Preconfigure the vhost configuration for the above sites (using prior provisioned keys for SSL)
Confirm correct operation of the sites with dummy content.

Static hosting

A number of jobs publish directly to /srv/static on the server. These are then served by Apache as static websites.

In general, we want these jobs to publish to our AFS volumes. By publishing to AFS we remove the central point of failure of a single server and it’s attached disks (mitigated by multiple AFS servers and replicas).

The AFS volumes are then served by static01.opendev.org which has a dedicated role as an AFS to HTTP bridge.

The sites in question are:

50-governance.openstack.org.conf * https://governance.openstack.org * main source -> https://opendev.org/openstack/governance-website * published via https://opendev.org/openstack/project-config/src/branch/master/zuul.d/projects.yaml#L2298 * aliases /srv/static/<election|sigs|tc|uc>
50-security.openstack.org.conf * https://security.openstack.org * single repo source -> https://opendev.org/openstack/ossa * deployed by publish-security job -> https://opendev.org/openstack/project-config/src/branch/master/zuul.d/jobs.yaml#L739
50-service-types.openstack.org.conf * https://service-types.openstack.org * single repo -> https://opendev.org/openstack/service-types-authority * https://opendev.org/openstack/project-config/src/branch/master/zuul.d/jobs.yaml#L551
50-specs.openstack.org.conf * https://specs.openstack.org * various spec repos; published by openstack-spec-jobs to subdirectories
50-releases.openstack.org.conf * https://releases.openstack.org * generated by -> https://opendev.org/openstack/releases/ * note generates .htaccess with contsraints links, used widely in pip * publish-tox-jobs-static : https://opendev.org/openstack/project-config/src/branch/master/zuul.d/jobs.yaml#L685
50-tarballs.openstack.org.conf * https://tarballs.openstack.org * every project’s release jobs

The extant AFS layout has volumes for each project. Thus we will continue this theme and an admin will create one volume for each of the above static sites; e.g.
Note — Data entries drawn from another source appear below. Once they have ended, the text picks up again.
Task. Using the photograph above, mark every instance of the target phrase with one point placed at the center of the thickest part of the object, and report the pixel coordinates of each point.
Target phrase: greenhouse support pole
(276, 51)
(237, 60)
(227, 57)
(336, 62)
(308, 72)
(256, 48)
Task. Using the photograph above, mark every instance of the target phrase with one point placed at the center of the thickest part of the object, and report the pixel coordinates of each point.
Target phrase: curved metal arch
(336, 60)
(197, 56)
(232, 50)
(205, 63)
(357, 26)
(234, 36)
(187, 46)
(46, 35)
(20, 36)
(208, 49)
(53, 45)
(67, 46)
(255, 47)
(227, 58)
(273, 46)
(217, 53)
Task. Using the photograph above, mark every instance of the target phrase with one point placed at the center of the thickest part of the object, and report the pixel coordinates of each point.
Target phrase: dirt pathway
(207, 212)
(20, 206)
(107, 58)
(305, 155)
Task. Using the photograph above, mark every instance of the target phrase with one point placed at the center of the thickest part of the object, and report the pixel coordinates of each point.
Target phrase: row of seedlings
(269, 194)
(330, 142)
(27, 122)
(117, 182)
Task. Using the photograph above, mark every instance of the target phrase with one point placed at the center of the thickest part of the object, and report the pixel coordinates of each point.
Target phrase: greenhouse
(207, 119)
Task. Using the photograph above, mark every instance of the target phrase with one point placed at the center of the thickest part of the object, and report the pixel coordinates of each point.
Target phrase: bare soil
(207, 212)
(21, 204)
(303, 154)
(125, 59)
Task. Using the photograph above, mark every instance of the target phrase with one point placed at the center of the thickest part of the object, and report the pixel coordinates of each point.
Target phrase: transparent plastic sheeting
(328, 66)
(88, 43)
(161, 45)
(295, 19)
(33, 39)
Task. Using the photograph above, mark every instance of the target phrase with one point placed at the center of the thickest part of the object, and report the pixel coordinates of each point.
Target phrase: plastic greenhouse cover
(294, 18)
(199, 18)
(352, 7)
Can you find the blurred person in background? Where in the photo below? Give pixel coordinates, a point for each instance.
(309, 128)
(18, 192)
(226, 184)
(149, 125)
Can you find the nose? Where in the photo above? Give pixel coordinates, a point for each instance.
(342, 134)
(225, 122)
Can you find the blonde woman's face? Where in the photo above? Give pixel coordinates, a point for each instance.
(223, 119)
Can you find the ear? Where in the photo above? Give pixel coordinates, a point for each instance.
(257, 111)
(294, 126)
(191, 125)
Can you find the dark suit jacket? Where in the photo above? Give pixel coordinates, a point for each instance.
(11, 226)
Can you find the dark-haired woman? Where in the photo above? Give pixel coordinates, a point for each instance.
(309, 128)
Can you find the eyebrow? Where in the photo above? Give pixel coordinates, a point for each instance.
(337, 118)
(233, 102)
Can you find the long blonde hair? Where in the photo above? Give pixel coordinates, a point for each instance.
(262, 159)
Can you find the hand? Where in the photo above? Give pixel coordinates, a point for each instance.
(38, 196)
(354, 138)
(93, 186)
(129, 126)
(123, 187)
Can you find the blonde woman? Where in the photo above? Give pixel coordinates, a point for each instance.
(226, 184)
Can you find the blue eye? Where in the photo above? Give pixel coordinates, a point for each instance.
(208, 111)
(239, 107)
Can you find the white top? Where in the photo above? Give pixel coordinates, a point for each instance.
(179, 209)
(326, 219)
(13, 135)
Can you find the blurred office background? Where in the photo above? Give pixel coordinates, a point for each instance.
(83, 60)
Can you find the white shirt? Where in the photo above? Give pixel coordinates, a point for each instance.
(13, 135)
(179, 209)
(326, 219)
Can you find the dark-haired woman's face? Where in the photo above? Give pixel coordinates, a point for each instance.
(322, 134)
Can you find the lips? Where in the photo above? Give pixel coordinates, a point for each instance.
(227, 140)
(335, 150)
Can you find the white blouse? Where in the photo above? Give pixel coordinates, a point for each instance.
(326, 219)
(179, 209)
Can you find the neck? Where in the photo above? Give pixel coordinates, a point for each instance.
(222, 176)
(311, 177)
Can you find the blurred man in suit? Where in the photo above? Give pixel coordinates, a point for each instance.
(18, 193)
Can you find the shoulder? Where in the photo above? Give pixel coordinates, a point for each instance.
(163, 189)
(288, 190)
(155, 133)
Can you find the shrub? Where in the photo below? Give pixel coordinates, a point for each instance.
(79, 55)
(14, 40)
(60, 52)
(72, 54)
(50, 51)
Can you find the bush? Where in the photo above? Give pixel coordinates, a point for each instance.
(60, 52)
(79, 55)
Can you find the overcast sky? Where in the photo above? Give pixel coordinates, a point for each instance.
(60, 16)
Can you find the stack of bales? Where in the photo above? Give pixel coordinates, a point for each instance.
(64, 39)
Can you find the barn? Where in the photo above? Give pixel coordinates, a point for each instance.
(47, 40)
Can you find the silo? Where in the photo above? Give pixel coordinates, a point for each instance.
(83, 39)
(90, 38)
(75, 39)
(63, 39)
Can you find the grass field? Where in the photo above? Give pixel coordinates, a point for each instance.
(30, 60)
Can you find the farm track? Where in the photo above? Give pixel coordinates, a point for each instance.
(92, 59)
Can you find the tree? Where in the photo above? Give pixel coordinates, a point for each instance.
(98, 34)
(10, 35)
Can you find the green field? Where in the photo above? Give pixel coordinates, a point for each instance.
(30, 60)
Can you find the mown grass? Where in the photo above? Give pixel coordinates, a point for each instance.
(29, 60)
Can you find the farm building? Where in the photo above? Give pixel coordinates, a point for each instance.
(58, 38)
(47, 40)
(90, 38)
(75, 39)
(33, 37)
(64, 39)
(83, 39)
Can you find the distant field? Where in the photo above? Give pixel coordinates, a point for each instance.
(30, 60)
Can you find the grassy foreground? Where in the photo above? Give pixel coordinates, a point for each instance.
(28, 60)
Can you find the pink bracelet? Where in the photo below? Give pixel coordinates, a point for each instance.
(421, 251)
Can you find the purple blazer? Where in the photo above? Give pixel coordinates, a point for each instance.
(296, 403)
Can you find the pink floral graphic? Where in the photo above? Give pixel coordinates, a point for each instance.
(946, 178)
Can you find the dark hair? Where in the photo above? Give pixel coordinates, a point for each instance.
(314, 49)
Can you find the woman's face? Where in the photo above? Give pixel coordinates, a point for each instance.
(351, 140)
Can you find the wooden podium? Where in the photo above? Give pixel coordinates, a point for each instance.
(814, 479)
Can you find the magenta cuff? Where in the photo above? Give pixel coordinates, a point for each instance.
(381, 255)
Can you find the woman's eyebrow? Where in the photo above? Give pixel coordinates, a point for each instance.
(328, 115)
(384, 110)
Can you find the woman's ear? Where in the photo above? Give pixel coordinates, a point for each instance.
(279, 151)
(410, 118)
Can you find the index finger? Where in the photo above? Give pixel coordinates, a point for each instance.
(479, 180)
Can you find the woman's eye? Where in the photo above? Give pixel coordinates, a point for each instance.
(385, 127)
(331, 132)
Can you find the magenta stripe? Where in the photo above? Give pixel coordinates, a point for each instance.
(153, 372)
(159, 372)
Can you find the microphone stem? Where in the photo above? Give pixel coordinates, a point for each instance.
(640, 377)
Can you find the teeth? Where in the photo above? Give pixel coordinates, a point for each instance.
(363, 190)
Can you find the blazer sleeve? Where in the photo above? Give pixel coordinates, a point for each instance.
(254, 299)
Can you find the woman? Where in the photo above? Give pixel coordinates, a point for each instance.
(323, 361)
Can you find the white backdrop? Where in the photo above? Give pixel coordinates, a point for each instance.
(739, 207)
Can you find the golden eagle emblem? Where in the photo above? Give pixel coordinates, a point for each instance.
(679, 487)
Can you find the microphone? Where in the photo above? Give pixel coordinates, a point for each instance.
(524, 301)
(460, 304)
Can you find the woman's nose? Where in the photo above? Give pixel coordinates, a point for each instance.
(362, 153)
/afs/openstack.org/project/governance.openstack.org (~200mb)
/afs/openstack.org/project/security.openstack.org (100mb)
/afs/openstack.org/project/service-types.openstack.org (520k)
/afs/openstack.org/project/specs.openstack.org (current 706mb)
/afs/openstack.org/project/releases.openstack.org (current 57mb)
/afs/openstack.org/project/tarballs.openstack.org (current 134gb)
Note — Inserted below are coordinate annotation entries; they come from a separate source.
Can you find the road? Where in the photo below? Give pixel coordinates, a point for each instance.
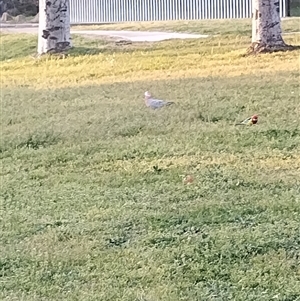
(133, 36)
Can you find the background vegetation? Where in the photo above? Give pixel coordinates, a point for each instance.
(93, 206)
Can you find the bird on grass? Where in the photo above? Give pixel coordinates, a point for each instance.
(155, 103)
(249, 121)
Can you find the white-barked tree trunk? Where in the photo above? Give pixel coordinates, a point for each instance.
(266, 26)
(54, 26)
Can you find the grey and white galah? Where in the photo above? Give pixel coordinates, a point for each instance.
(155, 103)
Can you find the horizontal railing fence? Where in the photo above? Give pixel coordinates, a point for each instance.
(110, 11)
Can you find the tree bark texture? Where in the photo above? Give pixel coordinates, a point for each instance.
(266, 27)
(54, 26)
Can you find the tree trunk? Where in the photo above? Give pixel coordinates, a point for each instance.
(54, 26)
(266, 27)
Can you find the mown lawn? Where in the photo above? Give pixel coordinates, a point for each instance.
(93, 206)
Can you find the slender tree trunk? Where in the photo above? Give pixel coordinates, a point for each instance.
(266, 27)
(54, 26)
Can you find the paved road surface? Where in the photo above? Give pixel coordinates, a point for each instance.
(134, 36)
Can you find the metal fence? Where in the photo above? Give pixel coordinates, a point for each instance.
(110, 11)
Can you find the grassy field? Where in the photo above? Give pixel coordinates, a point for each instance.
(93, 206)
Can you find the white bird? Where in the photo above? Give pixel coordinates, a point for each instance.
(155, 103)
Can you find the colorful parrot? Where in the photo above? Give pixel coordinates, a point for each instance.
(155, 103)
(249, 121)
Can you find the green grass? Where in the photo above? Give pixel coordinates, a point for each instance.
(93, 206)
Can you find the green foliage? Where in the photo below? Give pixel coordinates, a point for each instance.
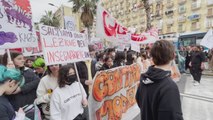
(49, 19)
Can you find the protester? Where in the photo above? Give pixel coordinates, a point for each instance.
(100, 62)
(45, 88)
(131, 58)
(66, 101)
(39, 66)
(26, 94)
(108, 63)
(197, 65)
(158, 95)
(119, 59)
(29, 62)
(10, 79)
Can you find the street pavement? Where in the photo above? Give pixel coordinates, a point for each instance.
(197, 101)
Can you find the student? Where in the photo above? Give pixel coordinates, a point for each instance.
(26, 94)
(10, 79)
(45, 88)
(66, 101)
(157, 95)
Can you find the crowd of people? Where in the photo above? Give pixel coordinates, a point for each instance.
(28, 81)
(55, 88)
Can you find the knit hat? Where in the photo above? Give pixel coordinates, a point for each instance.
(39, 62)
(10, 73)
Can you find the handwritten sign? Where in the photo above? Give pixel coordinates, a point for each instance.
(113, 93)
(16, 26)
(34, 51)
(63, 46)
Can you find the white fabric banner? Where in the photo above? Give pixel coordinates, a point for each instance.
(70, 23)
(113, 94)
(207, 41)
(16, 24)
(63, 46)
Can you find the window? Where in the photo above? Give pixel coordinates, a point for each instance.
(210, 12)
(209, 23)
(196, 5)
(195, 26)
(181, 28)
(182, 9)
(209, 2)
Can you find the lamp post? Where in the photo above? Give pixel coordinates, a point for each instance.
(62, 12)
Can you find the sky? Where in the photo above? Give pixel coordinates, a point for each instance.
(40, 6)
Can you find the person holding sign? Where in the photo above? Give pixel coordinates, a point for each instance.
(158, 96)
(10, 80)
(67, 101)
(26, 94)
(45, 88)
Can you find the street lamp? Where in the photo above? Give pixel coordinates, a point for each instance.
(62, 12)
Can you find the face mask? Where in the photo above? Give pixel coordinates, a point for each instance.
(71, 79)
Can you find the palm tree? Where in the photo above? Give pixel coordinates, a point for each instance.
(148, 12)
(87, 9)
(49, 19)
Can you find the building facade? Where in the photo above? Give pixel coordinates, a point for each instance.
(67, 11)
(173, 18)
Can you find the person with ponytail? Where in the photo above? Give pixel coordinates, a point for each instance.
(26, 94)
(10, 80)
(67, 101)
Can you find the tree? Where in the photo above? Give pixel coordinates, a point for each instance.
(49, 19)
(87, 9)
(148, 12)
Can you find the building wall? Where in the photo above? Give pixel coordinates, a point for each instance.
(130, 13)
(67, 11)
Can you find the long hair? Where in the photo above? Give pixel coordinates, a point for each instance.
(63, 72)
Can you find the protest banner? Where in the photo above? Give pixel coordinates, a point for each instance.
(207, 40)
(63, 46)
(34, 51)
(70, 23)
(16, 24)
(113, 93)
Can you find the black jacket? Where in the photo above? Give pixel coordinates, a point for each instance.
(28, 90)
(158, 96)
(83, 73)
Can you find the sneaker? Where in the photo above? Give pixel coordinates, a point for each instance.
(196, 83)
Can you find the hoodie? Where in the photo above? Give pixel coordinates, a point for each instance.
(158, 96)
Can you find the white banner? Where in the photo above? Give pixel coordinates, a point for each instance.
(34, 51)
(16, 26)
(135, 47)
(63, 46)
(113, 94)
(70, 23)
(207, 41)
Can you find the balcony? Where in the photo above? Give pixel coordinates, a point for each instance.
(195, 26)
(182, 19)
(169, 13)
(210, 13)
(181, 2)
(194, 17)
(170, 22)
(170, 4)
(182, 9)
(195, 6)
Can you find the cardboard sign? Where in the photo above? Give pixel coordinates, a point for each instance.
(113, 93)
(63, 46)
(34, 51)
(70, 23)
(16, 26)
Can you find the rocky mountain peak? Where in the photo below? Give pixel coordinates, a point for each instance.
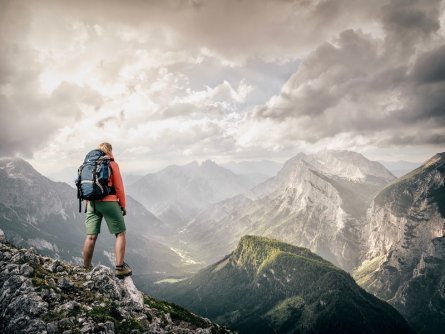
(40, 294)
(257, 252)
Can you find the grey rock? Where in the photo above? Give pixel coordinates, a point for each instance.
(109, 326)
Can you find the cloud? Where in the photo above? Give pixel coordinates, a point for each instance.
(174, 79)
(362, 85)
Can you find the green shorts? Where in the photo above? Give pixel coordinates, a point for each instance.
(112, 213)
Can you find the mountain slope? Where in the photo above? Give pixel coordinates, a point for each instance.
(43, 295)
(315, 201)
(405, 260)
(35, 211)
(176, 193)
(266, 286)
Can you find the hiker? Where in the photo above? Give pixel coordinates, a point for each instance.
(112, 208)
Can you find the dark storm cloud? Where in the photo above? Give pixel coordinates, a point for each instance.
(362, 85)
(430, 66)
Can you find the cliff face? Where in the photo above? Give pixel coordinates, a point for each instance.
(39, 294)
(265, 286)
(405, 258)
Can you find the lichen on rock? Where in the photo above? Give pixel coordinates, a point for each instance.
(43, 295)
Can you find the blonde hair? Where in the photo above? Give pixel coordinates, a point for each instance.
(106, 148)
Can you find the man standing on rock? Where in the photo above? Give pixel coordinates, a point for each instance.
(112, 208)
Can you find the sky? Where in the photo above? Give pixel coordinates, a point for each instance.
(170, 81)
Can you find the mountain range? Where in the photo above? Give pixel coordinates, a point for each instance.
(316, 201)
(266, 286)
(177, 193)
(387, 232)
(405, 241)
(37, 212)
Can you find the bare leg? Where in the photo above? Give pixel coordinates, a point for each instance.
(88, 249)
(119, 248)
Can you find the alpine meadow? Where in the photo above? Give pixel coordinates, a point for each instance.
(222, 166)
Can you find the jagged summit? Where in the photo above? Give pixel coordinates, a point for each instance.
(43, 295)
(17, 168)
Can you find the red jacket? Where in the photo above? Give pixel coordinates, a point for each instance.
(116, 182)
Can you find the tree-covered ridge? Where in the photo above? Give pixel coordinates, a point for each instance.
(267, 286)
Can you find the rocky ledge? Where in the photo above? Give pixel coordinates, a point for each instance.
(42, 295)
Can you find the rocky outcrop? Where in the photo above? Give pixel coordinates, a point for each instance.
(42, 295)
(315, 201)
(267, 287)
(405, 242)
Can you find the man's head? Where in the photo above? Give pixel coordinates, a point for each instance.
(106, 148)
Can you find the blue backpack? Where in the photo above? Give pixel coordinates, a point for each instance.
(93, 176)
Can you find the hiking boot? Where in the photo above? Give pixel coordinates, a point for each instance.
(123, 271)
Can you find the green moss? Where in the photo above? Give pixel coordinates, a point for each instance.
(129, 325)
(176, 312)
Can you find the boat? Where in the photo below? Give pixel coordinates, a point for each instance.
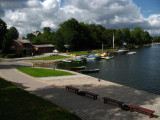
(77, 60)
(93, 57)
(89, 70)
(78, 68)
(109, 57)
(67, 61)
(130, 53)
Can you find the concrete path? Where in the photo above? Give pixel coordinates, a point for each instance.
(53, 89)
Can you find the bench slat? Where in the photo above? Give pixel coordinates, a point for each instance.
(90, 93)
(150, 112)
(72, 88)
(113, 100)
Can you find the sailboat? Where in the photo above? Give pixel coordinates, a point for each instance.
(122, 50)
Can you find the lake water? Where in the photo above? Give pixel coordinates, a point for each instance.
(140, 70)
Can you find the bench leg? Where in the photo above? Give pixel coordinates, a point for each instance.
(95, 97)
(105, 101)
(150, 115)
(119, 105)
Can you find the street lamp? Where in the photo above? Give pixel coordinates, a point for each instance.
(67, 47)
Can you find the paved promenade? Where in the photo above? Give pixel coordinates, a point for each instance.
(53, 89)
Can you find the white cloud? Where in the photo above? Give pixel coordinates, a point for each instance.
(30, 15)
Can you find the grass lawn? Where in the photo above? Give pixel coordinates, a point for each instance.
(17, 104)
(51, 57)
(41, 72)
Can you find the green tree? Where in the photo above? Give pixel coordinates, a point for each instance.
(137, 35)
(11, 35)
(119, 38)
(30, 36)
(14, 33)
(127, 35)
(3, 30)
(156, 39)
The work items are as follows

Create the volumes for each site as described above
Migrate the extant data to the new volumes. It is impractical to recreate all the sites as it would require triggering many often infrequently updated repos.
Publishing jobs will be updated to use AFS publishing to these new locations. During transition period, we can publish to both locations.
Update the site configuration on static01.opendev.org to serve the site from the new location
We should be able to fully test the new sites at this point with manual host entries. Ensure: * https certificates working correctly * old links remain consistent
For each site, move to production by updating the CNAME entries in the openstack.org domain for the main server to point to static.opendev.org (note, not the server directly, i.e. static01.opendev.org, to give us flexibility in managing the backend service with server replacements or load-balancing in the future). Per prior testing, this should be transparent.
Old publishing jobs removed

Repositories

Unlikley to require new repositories

Servers

a new http server for serving AFS content
A load-balancer server is suggested to host the haproxy container

DNS Entries

Quite a few DNS entries will need to be updated as described

Documentation

Developers should largely not care where the results are published.

Small doc updates for any new services.

A guide to setting up jobs, host configuration, etc. for publishing static data for other projects may be useful.

Security

N/A

Testing

Since all updates are replacements, we can confirm that the new sites are operational before putting them into production. Any DNS switches can be essentially zero impact.

Dependencies

N/A at this time